Help: Water and air in inclined pipe

I looking for help with a water & gas flow problem.

water & air runs in an inclined pipe from point A to B.
At point A, P1=200psi, T1=180°F, Qwater=300gpm, Qgas=30ACFM.

Calculate Qwater (gpm), Qgas (ACFM) and Qgas (SCFM)at point 2 assuming P2=50psi and T2=175°F.

How would the calculation change if oil was used instead of water?

 

[johnp]

This is a Two-phase calculation. Computer software is available to solve the problem.

To solve it by manual/spreadsheet you have to take it step by step.

I assume that the pipe is falling, which means that the liquid is accellerating.

1 - Calculate the velocity of the fluid in the pipe using actual sectional area (with deduction for gas).
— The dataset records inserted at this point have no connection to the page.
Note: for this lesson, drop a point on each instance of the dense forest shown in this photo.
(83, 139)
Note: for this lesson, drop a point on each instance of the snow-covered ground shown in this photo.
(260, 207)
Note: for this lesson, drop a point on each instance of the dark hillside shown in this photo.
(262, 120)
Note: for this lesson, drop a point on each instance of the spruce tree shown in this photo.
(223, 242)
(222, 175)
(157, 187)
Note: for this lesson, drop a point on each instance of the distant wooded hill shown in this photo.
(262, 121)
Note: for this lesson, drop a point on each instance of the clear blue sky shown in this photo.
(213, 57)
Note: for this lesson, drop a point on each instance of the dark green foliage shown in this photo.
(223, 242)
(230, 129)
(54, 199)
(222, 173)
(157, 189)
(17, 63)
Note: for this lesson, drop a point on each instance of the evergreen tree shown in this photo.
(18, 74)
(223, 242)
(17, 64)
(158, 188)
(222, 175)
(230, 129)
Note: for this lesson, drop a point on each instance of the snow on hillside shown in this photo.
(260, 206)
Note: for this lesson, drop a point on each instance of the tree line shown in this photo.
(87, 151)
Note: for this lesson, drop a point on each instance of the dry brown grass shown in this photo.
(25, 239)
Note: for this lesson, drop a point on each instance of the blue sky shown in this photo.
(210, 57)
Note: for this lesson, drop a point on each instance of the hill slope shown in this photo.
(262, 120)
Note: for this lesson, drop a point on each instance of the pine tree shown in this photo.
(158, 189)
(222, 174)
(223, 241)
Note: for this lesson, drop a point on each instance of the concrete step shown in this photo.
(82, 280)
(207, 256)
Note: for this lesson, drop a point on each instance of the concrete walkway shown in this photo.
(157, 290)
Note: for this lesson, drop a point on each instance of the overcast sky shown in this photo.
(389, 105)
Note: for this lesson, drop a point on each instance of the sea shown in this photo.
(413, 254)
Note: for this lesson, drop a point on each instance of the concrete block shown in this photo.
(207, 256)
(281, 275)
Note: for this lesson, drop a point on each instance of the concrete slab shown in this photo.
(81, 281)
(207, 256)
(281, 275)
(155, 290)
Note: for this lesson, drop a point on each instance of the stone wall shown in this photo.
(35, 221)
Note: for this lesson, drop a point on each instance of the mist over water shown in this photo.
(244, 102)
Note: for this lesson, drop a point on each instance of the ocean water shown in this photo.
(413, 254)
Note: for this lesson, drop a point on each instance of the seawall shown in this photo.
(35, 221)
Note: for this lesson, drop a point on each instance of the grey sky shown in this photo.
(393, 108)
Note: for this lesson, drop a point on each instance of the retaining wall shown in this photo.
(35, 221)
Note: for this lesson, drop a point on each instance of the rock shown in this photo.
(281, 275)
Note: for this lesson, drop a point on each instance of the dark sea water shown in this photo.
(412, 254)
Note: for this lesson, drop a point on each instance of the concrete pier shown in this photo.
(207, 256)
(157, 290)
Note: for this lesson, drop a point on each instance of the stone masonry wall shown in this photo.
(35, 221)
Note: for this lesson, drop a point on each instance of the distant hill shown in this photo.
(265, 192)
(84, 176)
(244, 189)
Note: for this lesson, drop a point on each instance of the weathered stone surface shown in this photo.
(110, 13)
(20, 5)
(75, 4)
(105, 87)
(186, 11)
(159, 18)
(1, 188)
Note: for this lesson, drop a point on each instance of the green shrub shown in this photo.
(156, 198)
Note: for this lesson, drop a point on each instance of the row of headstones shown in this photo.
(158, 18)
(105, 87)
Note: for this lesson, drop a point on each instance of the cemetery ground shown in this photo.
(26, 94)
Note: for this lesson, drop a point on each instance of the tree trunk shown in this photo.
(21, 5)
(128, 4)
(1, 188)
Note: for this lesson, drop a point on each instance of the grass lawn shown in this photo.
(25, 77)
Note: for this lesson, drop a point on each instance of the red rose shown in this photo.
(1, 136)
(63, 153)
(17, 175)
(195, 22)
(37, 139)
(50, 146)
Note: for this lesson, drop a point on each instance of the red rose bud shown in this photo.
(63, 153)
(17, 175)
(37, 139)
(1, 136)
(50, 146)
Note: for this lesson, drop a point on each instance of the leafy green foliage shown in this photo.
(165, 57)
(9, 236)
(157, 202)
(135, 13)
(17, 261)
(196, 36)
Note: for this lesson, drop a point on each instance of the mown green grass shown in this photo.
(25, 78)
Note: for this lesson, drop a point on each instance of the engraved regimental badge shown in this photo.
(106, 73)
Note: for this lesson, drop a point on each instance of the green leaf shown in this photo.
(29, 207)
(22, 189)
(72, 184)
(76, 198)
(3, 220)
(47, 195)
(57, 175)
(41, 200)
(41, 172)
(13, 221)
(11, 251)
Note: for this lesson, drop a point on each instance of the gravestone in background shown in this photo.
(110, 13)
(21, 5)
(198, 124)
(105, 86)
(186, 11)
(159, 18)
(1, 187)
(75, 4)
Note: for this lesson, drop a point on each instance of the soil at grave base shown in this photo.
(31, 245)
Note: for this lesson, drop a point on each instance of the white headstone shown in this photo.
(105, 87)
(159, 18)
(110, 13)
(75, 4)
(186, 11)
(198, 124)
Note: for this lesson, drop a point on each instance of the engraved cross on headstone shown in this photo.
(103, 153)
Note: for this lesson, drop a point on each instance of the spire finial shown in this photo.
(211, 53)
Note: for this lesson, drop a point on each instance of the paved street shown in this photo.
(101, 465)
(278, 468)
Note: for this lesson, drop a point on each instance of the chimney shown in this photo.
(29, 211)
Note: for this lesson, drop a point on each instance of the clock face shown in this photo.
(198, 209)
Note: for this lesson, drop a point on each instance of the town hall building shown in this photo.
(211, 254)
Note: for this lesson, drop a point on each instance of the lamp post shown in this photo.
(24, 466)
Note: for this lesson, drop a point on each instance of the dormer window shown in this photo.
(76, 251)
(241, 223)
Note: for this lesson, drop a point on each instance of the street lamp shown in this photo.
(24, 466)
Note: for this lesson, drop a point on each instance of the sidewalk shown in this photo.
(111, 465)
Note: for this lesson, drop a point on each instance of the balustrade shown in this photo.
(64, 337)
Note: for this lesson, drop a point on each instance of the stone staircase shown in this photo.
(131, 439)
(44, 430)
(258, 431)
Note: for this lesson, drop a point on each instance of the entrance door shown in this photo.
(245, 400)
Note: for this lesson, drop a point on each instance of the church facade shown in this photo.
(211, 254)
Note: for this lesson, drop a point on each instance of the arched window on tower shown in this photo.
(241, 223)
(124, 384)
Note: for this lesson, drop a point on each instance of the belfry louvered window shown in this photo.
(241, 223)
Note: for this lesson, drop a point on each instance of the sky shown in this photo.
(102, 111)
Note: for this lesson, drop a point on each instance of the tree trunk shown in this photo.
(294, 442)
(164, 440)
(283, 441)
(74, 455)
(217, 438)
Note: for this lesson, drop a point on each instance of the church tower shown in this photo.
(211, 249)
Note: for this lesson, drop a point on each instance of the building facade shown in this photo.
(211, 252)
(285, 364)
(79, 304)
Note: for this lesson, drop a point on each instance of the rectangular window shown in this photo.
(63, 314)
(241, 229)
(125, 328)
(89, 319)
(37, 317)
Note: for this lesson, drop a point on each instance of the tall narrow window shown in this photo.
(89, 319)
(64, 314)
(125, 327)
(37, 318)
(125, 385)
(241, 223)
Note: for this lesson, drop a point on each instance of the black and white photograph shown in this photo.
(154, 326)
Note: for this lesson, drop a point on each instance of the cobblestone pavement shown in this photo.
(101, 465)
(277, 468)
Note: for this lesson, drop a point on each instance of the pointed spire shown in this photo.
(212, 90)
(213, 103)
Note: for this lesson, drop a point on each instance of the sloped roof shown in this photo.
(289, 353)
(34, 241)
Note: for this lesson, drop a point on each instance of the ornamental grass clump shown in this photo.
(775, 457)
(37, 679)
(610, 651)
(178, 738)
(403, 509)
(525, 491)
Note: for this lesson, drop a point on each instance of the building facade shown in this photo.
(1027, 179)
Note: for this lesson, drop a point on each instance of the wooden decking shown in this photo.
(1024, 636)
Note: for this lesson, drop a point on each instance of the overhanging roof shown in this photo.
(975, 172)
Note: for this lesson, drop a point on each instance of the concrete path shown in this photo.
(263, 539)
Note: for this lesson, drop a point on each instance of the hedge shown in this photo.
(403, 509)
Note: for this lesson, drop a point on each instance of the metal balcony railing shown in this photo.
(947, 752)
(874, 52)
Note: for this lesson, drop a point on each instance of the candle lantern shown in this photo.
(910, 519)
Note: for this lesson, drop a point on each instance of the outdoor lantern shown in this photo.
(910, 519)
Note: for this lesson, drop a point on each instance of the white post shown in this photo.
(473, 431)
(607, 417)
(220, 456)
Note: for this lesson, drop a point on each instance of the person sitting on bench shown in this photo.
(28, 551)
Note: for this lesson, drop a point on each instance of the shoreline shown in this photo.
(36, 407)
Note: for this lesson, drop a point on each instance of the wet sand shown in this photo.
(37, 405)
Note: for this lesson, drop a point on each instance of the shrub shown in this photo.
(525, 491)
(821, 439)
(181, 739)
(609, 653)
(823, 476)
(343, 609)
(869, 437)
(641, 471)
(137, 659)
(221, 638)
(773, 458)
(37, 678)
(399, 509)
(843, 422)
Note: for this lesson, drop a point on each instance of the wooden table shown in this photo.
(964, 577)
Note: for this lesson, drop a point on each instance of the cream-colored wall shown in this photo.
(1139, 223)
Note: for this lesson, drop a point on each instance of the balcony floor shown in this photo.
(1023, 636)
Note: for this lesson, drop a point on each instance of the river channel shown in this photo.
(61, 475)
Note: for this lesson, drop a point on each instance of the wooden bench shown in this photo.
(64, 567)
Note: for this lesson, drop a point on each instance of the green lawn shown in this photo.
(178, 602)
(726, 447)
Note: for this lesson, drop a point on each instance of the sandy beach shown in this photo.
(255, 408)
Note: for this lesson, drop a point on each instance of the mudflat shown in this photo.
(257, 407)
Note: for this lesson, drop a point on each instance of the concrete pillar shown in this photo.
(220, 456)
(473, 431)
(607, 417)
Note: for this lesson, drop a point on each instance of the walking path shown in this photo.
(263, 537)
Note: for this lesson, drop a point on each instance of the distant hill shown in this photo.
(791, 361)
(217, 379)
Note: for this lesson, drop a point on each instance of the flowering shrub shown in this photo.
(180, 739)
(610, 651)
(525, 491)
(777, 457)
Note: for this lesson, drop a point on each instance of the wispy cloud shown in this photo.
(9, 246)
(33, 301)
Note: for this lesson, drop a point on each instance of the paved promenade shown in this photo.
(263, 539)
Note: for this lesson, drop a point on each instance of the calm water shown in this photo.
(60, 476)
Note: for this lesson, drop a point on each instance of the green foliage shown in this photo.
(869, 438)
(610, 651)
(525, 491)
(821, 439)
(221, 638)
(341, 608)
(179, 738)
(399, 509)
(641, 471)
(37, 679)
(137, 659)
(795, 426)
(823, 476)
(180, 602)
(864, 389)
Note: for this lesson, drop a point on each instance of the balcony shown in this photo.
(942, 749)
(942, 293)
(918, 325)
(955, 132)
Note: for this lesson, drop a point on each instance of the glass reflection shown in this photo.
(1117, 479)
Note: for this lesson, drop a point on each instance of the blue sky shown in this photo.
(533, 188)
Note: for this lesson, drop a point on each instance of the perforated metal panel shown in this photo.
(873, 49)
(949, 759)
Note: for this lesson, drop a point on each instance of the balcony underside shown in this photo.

Assume it is 100% full, and work out the friction loss in the usual way (use water or oil).

2 - Now go to the next point. At this head calculate the velocity of flow. That will give you a cross sectional area occupied by the fluid.

3 - Assume the pipe is 100% full and do the friction loss calculation.

4 - Calculate how much space is left in the pipe for gas, and check out its pressure and temperature at that volume.

5 - Repeat the calculation in steps until you come to the end.

I would guess that the gas will contribute very little to the overall pressure loss. But it will contribute a bit to accellerate the fluid flow.

I have seen some slick looking computer programs which do the same thing - small step by small step. You can do your calculation in 2 steps, or 10, or 100 if you like. It's the same Bernoullis equation each time, plus the Gas Laws.

The same technique is used when handling fluid with froth, or steam with condensate.

 

[johnp]

If you use oil instead of water not much will change in the liquid phase, but the vapour conditions will be quite different and affect the two-phase calculations.

Another problem you may encounter is choked flow, where the duct acts as a nozzle to limit the amount of flow which can get through. In that case you have to work from the upstream end until you reach the choked condition. Then go to the other end and work back. You won't have enough information to accuately predict what happens at the discontinuity in flow.

There is a pile of literature on Two-phase flow starting with:

G.B Wallis "One Dimensional Two-phase Flow" McGraw-Hill 1969

Some assume that the liquid and gas phases are intimately mixed and moving at the same velocity. Others assume that the liquid and gas phases are to some degree separate and moving at different velocities.

Alan Taylor datayler@ozemail.com.au has developped a computer program called FFDS which will do the two-phase calculation. I guess they could get one of their clients to run the calculation for you for about $US 500. If you are going to be a frequent user it may pay to buy a Two-Phase program.

 

[ChasBean1]

kevin, the parameters at Point 2 are: Qwater = 300 gpm and Qair = 34 acfm. Assume constant density of water, assume ideal gas for air.